At church this morning, the sermon was about temptation. What interested me was the pastor's interaction with the biblical texts.
1. Genesis 3:7 says that, after Adam and Eve ate the forbidden fruit, their eyes were opened, and they realized that they were naked. The pastor said that, at that point, they were taking a moral and spiritual inventory of themselves---which is what we should be doing during Lent.
At first, I dismissed the pastor's interpretation in my mind. I thought to myself that the eyes of Adam and Eve were opened because that's the effect that the fruit itself produced in them, and so it had nothing to do with them feeling guilty about eating the fruit. After all, the serpent told Eve that eating the fruit would cause her eyes to be opened, and she would be like God, knowing good and evil.

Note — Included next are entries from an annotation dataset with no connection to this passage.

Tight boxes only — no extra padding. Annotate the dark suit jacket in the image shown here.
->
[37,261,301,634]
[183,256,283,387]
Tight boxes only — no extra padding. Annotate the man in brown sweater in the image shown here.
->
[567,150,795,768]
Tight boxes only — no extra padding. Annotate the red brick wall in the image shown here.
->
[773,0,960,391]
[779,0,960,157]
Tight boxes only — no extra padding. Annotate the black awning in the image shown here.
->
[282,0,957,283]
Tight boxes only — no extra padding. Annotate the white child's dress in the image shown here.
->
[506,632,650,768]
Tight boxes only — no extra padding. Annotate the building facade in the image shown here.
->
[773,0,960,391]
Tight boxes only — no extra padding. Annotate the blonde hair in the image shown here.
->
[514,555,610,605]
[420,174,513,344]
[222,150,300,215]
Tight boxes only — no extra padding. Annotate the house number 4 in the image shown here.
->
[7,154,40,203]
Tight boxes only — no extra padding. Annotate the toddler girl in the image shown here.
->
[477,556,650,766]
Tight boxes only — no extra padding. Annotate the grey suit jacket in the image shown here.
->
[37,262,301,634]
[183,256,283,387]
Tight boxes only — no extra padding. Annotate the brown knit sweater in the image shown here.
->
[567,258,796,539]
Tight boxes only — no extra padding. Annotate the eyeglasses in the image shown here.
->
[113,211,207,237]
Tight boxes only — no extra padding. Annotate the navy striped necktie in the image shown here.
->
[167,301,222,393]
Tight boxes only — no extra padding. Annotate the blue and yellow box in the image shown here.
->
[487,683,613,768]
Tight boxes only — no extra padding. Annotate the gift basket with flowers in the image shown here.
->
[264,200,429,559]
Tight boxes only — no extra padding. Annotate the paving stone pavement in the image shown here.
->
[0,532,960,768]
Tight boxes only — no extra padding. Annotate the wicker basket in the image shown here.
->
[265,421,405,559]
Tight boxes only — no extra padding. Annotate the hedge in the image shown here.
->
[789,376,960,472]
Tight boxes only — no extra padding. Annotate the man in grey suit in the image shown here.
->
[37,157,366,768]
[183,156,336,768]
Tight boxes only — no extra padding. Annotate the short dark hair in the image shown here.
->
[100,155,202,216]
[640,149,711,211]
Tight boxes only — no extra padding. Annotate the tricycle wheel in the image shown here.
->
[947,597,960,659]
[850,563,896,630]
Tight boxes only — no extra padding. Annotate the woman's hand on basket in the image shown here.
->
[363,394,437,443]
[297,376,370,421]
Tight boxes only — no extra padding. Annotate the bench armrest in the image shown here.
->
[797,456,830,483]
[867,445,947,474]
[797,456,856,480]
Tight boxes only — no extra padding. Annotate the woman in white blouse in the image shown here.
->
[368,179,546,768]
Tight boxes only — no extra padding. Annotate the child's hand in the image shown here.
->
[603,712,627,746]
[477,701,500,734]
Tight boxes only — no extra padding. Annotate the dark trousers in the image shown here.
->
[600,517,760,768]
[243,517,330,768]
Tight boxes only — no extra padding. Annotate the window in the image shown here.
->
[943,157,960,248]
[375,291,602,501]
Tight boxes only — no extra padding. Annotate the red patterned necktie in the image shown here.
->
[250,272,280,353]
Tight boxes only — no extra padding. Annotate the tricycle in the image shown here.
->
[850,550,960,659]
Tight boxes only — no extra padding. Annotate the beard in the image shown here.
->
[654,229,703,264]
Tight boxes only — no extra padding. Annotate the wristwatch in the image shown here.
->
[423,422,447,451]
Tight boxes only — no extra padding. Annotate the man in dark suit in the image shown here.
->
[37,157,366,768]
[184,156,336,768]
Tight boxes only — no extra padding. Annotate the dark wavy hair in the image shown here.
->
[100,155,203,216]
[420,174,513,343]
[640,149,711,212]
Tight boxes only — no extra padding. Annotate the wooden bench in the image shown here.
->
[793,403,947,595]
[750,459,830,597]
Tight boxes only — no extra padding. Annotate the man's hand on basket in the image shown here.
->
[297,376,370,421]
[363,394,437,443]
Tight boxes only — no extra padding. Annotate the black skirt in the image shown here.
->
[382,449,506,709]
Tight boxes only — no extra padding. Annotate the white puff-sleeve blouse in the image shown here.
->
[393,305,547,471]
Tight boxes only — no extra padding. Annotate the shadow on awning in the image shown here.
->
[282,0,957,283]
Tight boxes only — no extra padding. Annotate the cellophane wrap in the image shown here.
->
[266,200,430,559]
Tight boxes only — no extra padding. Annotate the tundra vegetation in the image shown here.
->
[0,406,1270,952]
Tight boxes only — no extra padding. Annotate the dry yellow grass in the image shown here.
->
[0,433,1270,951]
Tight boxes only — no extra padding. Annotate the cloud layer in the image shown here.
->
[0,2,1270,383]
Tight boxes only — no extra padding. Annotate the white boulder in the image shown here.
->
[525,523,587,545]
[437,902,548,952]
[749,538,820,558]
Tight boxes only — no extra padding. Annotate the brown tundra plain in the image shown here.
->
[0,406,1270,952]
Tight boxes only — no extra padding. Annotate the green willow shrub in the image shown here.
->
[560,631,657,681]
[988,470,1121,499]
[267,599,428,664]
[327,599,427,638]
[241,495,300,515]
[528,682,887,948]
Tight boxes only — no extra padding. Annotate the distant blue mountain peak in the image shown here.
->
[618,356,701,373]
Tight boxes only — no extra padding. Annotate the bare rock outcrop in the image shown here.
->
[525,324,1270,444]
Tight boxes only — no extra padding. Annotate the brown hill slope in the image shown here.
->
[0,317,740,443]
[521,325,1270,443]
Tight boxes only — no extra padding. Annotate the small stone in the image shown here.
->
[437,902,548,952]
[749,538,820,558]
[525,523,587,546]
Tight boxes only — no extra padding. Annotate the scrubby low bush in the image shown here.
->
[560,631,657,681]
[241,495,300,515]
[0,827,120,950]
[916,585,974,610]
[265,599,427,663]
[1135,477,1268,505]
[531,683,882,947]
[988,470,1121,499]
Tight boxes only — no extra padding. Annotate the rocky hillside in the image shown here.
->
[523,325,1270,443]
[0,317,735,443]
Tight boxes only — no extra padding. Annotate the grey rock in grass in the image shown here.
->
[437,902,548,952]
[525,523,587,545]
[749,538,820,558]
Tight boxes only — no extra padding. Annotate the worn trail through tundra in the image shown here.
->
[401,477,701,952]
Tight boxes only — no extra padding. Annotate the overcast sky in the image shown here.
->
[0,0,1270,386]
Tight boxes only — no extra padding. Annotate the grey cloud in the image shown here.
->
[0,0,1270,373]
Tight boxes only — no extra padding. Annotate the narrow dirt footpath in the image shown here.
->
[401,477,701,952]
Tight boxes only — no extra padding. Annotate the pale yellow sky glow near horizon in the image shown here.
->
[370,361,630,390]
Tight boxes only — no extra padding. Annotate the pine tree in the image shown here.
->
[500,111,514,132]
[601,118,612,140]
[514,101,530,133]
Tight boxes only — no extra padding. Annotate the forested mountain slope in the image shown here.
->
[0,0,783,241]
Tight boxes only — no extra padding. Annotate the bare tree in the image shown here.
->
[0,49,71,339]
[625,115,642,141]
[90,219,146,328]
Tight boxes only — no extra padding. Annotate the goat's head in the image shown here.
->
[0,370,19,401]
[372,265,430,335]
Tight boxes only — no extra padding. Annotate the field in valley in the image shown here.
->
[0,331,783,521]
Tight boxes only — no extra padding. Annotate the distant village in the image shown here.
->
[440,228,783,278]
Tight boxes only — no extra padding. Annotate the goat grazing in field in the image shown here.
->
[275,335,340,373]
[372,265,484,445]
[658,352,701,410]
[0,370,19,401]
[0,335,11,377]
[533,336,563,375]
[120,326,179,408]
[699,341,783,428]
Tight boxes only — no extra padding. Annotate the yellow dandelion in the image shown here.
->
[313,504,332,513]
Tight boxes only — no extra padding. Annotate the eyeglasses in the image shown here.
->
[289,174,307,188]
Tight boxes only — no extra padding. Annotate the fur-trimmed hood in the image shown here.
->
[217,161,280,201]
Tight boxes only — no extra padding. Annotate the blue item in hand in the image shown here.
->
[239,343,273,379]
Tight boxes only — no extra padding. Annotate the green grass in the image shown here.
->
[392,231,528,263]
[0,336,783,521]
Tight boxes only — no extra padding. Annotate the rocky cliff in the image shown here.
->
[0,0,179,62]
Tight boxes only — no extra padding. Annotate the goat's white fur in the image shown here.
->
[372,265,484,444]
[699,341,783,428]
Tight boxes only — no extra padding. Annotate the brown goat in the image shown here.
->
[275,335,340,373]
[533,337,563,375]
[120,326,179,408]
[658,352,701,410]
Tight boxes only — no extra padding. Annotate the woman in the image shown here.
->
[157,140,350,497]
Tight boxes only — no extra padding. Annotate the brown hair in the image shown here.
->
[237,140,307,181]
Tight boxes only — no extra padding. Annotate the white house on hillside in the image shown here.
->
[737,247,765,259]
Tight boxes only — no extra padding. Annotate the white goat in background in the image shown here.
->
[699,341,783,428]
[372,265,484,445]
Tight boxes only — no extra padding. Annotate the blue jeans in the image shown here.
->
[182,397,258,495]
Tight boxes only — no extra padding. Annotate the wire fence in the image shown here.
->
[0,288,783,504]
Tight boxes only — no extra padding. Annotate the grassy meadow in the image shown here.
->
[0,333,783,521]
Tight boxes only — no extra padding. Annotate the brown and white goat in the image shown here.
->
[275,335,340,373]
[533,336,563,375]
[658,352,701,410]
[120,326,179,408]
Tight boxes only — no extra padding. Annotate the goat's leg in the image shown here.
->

But then I thought about the interpretation of Genesis 3 that I read in some writings by John Van Seters and Niels Peter Lemche. For them, eating from the Tree of the Knowledge of Good and Evil placed Adam and Eve into a situation in which they had to make moral decisions and were in charge of their own destiny. They were no longer in a state of innocence and security. And so, coming back to my pastor's interpretation, yes, Adam and Eve probably felt guilt and introspection after they ate the fruit, a guilt and introspection that they did not feel before. Eating from that tree put moral deliberation on their plate (even though, in a sense, it was already on their place, since the Tree itself presented before them a moral choice: obey and trust God, or eat from the tree).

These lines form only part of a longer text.